Harwood & Ames, for complainant.

O. B. Hewett, for defendant.

MCCRARY, J. After much consideration, I have reached the conclusion that the statute of Nebraska, regulating the practice of the state courts in determining applications for new trials, is not binding upon this court when exercising its chancery jurisdiction. Our jurisdiction in chancery is not derived from or limited by state laws. The rules governing its exercise are the same in all the states, and are according to the practice of courts of equity in the parent country, as contradistinguished from courts of law. It is a jurisdiction conferred by the constitution of the United States and the acts of congress, and if it could be controlled or varied by state legislation, it could be extinguished by the same authority. This proposition was strongly stated by the supreme court of the United States in the early case of

Robinson v. Campbell, 3 Wheat. 218, and has been since repeatedly recognized by that court. It is true that the federal courts of equity usually follow by analogy state statutes of limitations; but they will not do so if the effect of such a statute in any case is to limit their general chancery jurisdiction. This, although a state statute of limitations may make no exception in favor of a party who is prevented from suing by reason of a concealed fraud. Yet federal courts of equity will enforce such an exception because it is a part of the chancery law as administered in those courts, and which the state cannot change. Johnson v. Roe, 1 McCrary, 162; [S. C. 1 FED. REP. 692.] The present case might, perhaps, be decided upon this doctrine, for it is clearly established by the proof that the defendant, by its officers and agents, fraudulently suppressed the fact that the bonds in question had been regularly issued, sold for cash by defendant, and the proceeds used by the defendant to build a school-house, and they concealed these facts until they supposed it was too late for plaintiff to get relief; after which they disclosed them, and one of them has now sworn to them.

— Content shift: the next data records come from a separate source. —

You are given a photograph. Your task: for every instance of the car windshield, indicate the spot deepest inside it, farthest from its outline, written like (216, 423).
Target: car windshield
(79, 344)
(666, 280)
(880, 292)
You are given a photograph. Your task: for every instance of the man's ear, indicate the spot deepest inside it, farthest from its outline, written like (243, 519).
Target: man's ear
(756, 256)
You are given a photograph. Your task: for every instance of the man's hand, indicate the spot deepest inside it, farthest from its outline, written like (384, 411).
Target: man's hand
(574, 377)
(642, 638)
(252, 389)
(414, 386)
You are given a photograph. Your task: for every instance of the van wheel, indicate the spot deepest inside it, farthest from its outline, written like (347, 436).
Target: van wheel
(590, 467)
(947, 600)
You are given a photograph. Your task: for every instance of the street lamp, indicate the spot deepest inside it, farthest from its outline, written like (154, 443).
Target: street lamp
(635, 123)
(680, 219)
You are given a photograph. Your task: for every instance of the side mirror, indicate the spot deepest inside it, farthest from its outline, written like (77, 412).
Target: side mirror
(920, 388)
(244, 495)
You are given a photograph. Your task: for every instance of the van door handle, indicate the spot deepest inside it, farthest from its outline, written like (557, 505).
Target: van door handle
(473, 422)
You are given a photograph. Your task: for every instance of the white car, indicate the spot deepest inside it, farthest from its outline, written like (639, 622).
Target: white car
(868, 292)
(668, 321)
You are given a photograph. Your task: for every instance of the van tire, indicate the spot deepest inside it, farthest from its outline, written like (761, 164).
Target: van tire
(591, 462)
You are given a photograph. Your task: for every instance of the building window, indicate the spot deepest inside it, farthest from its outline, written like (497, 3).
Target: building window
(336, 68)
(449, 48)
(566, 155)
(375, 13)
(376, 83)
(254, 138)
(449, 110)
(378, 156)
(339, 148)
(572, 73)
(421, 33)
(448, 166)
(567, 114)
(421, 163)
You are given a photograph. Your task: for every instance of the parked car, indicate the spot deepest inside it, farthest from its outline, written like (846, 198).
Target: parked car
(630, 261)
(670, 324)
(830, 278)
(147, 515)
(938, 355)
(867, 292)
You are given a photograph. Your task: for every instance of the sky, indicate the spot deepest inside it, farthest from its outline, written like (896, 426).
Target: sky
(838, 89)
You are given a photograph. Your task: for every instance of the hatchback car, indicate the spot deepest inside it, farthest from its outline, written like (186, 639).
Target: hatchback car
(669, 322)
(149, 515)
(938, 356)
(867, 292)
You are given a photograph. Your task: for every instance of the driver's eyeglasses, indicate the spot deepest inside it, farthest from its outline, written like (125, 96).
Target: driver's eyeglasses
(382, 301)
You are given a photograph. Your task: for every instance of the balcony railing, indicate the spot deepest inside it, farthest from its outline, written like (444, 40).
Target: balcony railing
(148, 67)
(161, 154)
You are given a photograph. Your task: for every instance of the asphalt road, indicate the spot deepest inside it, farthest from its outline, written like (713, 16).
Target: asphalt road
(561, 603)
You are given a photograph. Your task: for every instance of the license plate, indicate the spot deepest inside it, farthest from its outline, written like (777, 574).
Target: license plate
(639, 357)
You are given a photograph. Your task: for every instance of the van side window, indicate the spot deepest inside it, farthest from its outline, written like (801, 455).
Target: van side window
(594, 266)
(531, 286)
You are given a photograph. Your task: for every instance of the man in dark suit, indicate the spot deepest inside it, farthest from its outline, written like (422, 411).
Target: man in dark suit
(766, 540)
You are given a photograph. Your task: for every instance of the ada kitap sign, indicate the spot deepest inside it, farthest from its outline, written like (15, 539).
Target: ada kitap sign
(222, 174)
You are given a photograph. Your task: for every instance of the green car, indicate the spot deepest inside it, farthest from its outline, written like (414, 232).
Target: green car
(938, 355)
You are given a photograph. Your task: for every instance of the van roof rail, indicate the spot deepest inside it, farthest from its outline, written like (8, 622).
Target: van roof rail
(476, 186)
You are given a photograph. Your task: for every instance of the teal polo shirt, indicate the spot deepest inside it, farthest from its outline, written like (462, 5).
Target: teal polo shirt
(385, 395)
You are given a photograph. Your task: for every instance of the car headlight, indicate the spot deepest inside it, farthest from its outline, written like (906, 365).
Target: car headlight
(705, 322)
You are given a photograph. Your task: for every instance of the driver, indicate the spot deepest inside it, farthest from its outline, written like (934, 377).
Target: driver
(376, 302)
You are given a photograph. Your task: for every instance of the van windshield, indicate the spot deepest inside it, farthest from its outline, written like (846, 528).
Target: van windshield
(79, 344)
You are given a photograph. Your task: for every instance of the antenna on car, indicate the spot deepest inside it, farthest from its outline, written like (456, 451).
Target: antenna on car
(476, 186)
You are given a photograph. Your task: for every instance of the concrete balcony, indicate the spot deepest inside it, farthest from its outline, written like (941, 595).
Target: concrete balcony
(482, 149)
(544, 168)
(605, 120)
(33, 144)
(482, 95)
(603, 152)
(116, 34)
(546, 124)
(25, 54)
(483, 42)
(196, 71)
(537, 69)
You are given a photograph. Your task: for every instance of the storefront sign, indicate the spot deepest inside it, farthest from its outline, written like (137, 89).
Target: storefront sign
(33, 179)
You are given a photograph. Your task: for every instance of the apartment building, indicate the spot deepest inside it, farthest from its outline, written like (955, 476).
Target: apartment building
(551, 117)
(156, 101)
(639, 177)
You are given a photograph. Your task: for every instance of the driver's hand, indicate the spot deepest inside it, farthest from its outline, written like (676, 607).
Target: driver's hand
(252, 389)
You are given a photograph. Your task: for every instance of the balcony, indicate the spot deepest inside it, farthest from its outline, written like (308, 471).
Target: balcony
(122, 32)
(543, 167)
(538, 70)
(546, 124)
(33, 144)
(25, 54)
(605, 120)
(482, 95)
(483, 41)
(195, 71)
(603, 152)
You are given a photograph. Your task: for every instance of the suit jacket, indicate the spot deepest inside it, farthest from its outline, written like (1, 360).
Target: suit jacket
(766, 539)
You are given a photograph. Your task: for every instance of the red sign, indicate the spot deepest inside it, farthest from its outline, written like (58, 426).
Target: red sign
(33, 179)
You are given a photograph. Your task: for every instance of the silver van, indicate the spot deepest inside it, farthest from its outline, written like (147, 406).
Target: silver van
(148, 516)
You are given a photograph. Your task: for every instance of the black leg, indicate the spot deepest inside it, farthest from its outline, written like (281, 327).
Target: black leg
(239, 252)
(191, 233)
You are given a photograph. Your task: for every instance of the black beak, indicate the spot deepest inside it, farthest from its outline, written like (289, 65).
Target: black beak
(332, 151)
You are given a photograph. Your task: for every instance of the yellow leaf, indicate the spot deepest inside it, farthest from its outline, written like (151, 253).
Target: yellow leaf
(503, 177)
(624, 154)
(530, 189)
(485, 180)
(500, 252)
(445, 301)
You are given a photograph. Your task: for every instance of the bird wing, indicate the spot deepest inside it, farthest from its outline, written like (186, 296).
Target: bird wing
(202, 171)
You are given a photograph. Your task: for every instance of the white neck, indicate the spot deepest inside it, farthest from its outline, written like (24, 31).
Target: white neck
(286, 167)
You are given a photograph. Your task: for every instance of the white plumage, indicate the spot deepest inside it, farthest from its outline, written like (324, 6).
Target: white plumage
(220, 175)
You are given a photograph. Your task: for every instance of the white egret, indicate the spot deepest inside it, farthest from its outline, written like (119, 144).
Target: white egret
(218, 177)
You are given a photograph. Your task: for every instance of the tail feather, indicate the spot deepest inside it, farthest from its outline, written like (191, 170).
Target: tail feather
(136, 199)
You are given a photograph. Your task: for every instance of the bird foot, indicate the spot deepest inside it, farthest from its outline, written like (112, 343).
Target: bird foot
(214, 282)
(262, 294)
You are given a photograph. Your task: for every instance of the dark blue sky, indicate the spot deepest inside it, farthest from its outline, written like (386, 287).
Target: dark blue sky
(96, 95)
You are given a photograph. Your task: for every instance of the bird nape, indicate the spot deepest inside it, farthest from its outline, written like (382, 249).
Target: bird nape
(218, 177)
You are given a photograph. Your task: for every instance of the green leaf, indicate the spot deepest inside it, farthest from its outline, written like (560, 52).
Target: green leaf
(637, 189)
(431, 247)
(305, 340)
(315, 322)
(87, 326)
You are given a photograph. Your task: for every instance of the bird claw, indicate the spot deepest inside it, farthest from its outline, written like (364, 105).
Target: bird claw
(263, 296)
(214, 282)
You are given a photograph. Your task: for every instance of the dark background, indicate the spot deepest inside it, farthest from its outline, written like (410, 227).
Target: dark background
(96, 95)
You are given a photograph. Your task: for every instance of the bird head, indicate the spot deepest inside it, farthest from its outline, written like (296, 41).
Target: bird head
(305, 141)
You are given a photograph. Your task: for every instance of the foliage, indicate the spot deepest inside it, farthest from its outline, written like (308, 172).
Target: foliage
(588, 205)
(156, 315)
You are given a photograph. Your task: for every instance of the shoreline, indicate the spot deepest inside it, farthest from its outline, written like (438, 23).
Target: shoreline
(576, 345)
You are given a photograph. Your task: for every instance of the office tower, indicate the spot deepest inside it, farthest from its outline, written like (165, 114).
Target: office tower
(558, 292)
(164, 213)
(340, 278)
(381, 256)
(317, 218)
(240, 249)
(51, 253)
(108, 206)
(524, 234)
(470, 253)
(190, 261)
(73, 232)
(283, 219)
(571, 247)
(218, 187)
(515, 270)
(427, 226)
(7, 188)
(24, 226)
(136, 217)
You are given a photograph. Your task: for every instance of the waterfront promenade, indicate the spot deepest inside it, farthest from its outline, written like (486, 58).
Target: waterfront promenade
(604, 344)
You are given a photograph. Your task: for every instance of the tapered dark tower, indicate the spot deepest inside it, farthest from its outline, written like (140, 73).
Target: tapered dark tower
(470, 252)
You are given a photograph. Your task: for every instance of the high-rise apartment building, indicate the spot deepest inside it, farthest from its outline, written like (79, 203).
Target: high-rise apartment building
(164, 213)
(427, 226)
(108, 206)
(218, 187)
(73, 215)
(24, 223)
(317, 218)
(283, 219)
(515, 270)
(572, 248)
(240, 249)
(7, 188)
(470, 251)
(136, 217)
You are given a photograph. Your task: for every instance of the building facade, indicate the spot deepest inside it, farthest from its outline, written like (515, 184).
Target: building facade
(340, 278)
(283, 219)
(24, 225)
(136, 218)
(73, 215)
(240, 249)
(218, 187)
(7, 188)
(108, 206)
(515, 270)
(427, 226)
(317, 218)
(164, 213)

However this may be, I think the statute above mentioned, if construed to mean that a bill in chancery cannot be filed in a federal court to set aside a judgment at law, upon any ground, after one year from its rendition, would be an encroachment upon the equity jurisdiction of the federal judiciary. Anciently, appeals to the courts of chancery for relief against unconscionable judgments at law were frequent; but in modern times courts of law are themselves authorized to grant new trials upon liberal terms, and this mode of relief is, in general, ample, so that the equity jurisdiction in such cases is seldom invoked. It nevertheless exists, and it is a mistake to say that it is simply co-extensive with the powers granted by statute to courts of law. It more frequently begins precisely where the power of the law courts ends. The jurisdiction often depends upon the fact that the court rendering the judgment is powerless to afford a remedy. I hold, therefore, that the limitation in the state statute which forbids the state courts to grant new trials after one year, so far from being a limitation upon this court, sitting in chancery, may be the very ground of our jurisdiction, especially where the facts which make it proper that the judgment be set aside have been fraudulently secreted until the year has passed.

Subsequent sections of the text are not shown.